No. We had to make it up, Gibson and me. His book is a brilliant piece of writing but there's no dialogue in it.

How did you cast the film?
Michael York saw a retrospective of my work and wanted to work with me. Charlotte Rampling saw my Rose Room opera in Paris and she offered to work with me. Rutger Hauer didn't know my work that well. But when he was growing up in Holland, there was a copy of Bruegel's painting on the wall of his bedroom. So he recognized it as a sign and he jumped on the bandwagon right away.

Where did the financing come from?
Financing came from the Polish Film Institute, Polska telewize and from Swedish money. We also had the support of Angelus Silesius, a non-profit organization of which I'm the president which supports art and science. The cash budget was very, very limited. But we had the contributions of the Odeon post-production house, who basically wanted to show off their potential. Post-production took more than two years. Our British production manager estimated that this movie, from pre-production to post-production, would have cost £23m if we had done it in London. Post-production alone would have been £18m.

How did you combine the painting with the live action?
The visual effects were done by Odeon, in Warsaw. Every shot is a combination. We started by taking the characters out of the canvas. Then when we analyzed the perspective on the computer, we figured out that this is not a single perspective but various perspectives. We think Bruegel was using various sketches from different points of view when he was painting.

We photographed and we filmed the individual perspectives. The rocks you can photograph, for example, but the grass and trees you have to film because of the movement. There are layers and layers of perspective. On average each shot has 40 layers. The shot at the beginning of the film, where you have all these people standing about, is 172 layers. Every figure that you see was put into the film separately.

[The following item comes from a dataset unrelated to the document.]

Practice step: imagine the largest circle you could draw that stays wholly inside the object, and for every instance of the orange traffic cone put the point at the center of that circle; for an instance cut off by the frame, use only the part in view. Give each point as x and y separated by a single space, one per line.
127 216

Wide Management has sold the film widely since it premiered at Sundance.
You think so? The truth is, nobody really believes in the commercial value of this film. But I know it has sold to Spain, Argentina, Paraguay, Uruguay and Chile; Japan and South Korea; the United States and Canada; Australia and New Zealand; Germany, Austria, Switzerland and France.

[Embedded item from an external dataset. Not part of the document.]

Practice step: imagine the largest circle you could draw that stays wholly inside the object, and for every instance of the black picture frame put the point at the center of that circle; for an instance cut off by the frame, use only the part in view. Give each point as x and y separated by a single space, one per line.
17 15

You're showing the film at museums. Was this part of your original plan?
More and more of my work is shown in museums, so I can't say this didn't cross my mind. Yes, at the Museum of Modern Art in New York and the Kunsthistorisches Museum in Vienna, which is home to the original painting. We had a fantastic screening at the Louvre in Paris. Charlotte Rampling came from London, where she's filming a movie, her son's directorial debut. The crowd was enthusiastic. People were standing and clapping for seven or eight minutes. The theatre seats 500, but there was another hundred at least sitting on the steps. There are more museums in the midst of negotiations. They want very much to help this movie.